Official course description:

Full info last published 30/06-20
Course info
Language:
English
ECTS points:
15.0
Course code:
KSADSOA1KU
Participants max:
10
Offered to guest students:
no
Offered to exchange students:
-
Offered as a single subject:
no
Programme
Level:
MSc. Master
Programme:
MSc in Computer Science
Staff
Course manager
Assistant Professor
Teacher
Associate Professor, Head of study programme
Teacher
Associate Professor
Teacher
Associate Professor
Course semester
Semester
Efterår 2020
Start
24 August 2020
End
31 January 2021
Exam
Exam type
ordinær
Internal/External
ekstern censur
Grade Scale
7-trinsskala
Exam Language
GB
Abstract

This course focuses on interactive and automated software analysis. It covers a wide range of skills required to develop tools that automatically analyse software (such as “Coverity” and Facebook’s “Infer code analysis tool) to using tools where you interactively prove correctness of programs (used by e.g. Microsoft, Intel, Google, and Amazon).

Description

This course is the final course for the Software Analysis specialisation. It gets students as close as possible to the current research in the field.
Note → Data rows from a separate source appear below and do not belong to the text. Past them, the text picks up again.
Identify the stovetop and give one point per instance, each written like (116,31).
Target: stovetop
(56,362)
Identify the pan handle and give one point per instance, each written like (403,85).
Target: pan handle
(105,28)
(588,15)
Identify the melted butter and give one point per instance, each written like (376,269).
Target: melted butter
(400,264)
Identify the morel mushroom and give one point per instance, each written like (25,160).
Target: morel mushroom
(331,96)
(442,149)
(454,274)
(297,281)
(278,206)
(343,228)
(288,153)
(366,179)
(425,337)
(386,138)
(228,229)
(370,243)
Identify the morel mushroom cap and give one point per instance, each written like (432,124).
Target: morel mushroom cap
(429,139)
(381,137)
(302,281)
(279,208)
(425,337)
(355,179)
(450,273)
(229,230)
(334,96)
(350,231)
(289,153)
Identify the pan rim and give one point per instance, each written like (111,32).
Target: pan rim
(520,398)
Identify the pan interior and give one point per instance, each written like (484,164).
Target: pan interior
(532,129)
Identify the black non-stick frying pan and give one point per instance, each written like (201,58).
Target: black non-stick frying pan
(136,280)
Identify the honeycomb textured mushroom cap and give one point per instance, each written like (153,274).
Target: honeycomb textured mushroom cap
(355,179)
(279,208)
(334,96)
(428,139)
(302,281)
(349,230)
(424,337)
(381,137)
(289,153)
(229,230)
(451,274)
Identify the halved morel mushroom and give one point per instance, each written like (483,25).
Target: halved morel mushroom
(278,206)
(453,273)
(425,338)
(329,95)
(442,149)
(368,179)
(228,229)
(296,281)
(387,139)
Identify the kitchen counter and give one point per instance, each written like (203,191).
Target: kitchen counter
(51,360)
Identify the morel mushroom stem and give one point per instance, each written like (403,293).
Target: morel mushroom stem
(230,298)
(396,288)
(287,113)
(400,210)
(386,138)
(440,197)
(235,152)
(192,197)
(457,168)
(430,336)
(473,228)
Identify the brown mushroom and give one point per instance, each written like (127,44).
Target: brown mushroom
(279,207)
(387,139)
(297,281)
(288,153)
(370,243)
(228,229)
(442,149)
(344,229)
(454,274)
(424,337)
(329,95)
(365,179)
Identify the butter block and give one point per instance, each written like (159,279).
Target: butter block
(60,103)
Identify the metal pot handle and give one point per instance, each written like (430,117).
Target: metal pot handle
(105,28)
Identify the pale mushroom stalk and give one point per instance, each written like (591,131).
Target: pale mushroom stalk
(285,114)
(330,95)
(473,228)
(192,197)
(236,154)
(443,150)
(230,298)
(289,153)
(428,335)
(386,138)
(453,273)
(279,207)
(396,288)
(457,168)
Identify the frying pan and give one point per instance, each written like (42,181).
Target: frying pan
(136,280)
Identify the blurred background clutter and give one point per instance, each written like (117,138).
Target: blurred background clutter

We focus heavily on practical design and implementation. For the automated parts we will implement tools for automatic verification. This includes tools for analysing control flow and being able to detect bugs like possible null-pointer dereferencing or eliminating dead code. We will show how to do this in a scalable and modular way. For the interactive parts we will use and be aided by the interactive proof assistant Coq — nearly all proofs we do in this course will be aided by Coq which in effect means that all of your calculations will be checked for you, greatly reducing the risk of human error (it’s also incredibly addictive). These types of tools are used in industry and has, for instance, been used to prove the correctness of an optimising C-compiler and an SeL4 micro kernel.

Formal prerequisites
  • Experience with developing software;
  • Frustration with software developed by you or by other people; and
  • Curiosity on how to use software analyzers to make today's software more reliable
Intended learning outcomes

After the course, the student should be able to:

  • Describe formally the meaning of a wide range of programming constructs
  • Reason About semantic descriptions of programming languages
  • Prove simple properties (structural induction)
  • Analyze programs (program analysis)
  • Discuss possibilities and limitations of automated static analysis
  • Characterise some recent developments in programming languages and verification technology
Learning activities

We turn this course into a PC 2.0 course.  The outline for PC2.0 structure are: 
The teacher (in agreement with Head of Programme) choose another format for the teaching such as lectures, workshops or seminars, which is aligned with the intended learning outcome and the student population.
Learning activities of the PC 2.0 course form per definition also includes a written assignment with supervision.
The exam form for a PC 2.0 course is either C or D.
For this course the exam form remains D.

Please read more about the learning activities in the course room in LearnIT.


Mandatory activities
Ten individual weekly assignments. A student must pass eight of them. * If a student fails an assignment he/she will have one chance to submit in again the following week with the same deadline as the next assignment. If a student fails that assignment as well there will be no more opportunities submit in that particular assignment. * In order to be eligible for a second attempt the student must have made a serious attempt to submit the original assignment. Missing or incomplete assignments are not considered serious attempts. Later submissions are allowed only under very special circumstances. * There will be a mandatory lecture where the projects are presented in front of the class. Exemptions can be given in very special circumstances, but otherwise attendance and participation is mandatory.

The student will receive the grade NA (not approved) at the ordinary exam, if the mandatory activities are not approved and the student will use an exam attempt.

Course literature

The course literature is published in the course page in LearnIT.

Student Activity Budget
Estimated distribution of learning activities for the typical student
  • Preparation for lectures and exercises: 15%
  • Lectures: 20%
  • Exercises: 20%
  • Assignments: 25%
  • Project work, supervision included: 10%
  • Other: 10%
Ordinary exam
Exam type:
D: Submission of written work with following oral, External (7-point scale)
Exam variation:
D2G: Submission for groups with following oral exam supplemented by the submission. Shared responsibility for the report.
Exam submission description:
Project submission: Report + code.
The oral exam consist of a 5 minutes group presentation followed by a 25 minutes individual oral exam of each group member.
Group submission:
Group
  • Maximum 3 students per group.
Exam duration per student for the oral exam:
30 minutes
Group exam form:
Mixed exam 2 : Joint student presentation followed by an individual dialogue. The group makes their presentations together and afterwards the students participate in the dialogue individually while the rest of the group is outside the room.